# Good variety plants for first planted tank...



## FRIENDLYFISHIES (Aug 7, 2012)

I just lost $60 worth in hygo and vals thanks to some really ugly plant melt due to transplanting.
My red tiger lotus has sprouted, hornwort & anubias look alright and my narrow leaf chain swords are little brown on the tips but still alive and kickin'

What plants might be easy for a first time planted tank asside from anubias and ferns? 

low-med lighting


----------



## Fuzz (Jan 27, 2012)

vals always melt, but then come back. i don't know how long you had them in the new tank after "transplanting", but it can take a few weeks or a few months...

most plants undergo an acclimation process when you move it from one tank to another. the leaves will die off, but it will grow new ones.

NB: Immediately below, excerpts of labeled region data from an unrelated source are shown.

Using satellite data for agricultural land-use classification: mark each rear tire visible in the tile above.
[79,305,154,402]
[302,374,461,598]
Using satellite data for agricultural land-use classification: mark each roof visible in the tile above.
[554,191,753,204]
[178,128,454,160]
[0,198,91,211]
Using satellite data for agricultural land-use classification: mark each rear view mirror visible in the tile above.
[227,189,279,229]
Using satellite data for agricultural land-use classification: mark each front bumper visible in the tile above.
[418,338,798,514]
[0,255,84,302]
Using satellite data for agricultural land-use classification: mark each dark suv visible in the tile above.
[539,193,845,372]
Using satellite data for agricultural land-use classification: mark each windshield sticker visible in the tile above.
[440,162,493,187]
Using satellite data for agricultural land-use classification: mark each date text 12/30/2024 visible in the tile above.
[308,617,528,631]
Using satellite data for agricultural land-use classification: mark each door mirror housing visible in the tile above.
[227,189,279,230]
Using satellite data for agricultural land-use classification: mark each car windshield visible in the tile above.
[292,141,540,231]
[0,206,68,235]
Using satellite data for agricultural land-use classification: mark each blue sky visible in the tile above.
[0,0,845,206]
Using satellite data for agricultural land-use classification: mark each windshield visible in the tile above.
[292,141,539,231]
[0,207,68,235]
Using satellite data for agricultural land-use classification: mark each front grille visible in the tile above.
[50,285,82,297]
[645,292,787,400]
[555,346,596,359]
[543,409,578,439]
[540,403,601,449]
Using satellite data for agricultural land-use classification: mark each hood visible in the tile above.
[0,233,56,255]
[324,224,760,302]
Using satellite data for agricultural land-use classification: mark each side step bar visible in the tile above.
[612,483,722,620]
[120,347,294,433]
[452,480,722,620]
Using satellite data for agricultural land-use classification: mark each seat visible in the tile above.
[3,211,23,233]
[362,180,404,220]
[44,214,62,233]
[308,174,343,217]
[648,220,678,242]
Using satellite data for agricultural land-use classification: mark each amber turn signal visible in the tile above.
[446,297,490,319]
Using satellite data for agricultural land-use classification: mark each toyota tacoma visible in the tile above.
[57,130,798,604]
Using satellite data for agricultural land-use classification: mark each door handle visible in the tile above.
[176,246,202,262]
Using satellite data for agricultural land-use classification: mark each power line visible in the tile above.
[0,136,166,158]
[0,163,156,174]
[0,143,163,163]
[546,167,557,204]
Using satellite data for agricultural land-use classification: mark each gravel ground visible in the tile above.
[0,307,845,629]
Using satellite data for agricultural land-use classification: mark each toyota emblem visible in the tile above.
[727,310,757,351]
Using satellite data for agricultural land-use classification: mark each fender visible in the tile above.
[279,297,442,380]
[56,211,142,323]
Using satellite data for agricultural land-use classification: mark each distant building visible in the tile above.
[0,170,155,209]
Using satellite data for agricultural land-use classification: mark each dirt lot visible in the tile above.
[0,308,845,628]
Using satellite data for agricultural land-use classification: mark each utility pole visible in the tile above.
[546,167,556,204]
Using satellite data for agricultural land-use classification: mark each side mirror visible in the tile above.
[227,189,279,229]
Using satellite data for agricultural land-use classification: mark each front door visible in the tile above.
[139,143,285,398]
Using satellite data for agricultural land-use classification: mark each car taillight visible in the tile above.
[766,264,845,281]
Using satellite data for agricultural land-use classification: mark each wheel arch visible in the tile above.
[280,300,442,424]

anubias, java fern, jungle val, ludwigia, rotala indica, amazon sword(need root tabs), dwarf lily, tiger lotus, saggittaria....there's a lot of plants that are easy that i would consider beginner plants that i've had success with.


----------



## FRIENDLYFISHIES (Aug 7, 2012)

Im loving my tiger lotus...its growing like a weed! Never had them before, didnt think I ever would lol, cant wait to see the leaves


----------



## Fuzz (Jan 27, 2012)

they get super big. I had dwarf lily and it looks pretty much the same, just a lot smaller. i liked that plant, but the tiger lotus got out of control...you need a 55+ for those things


----------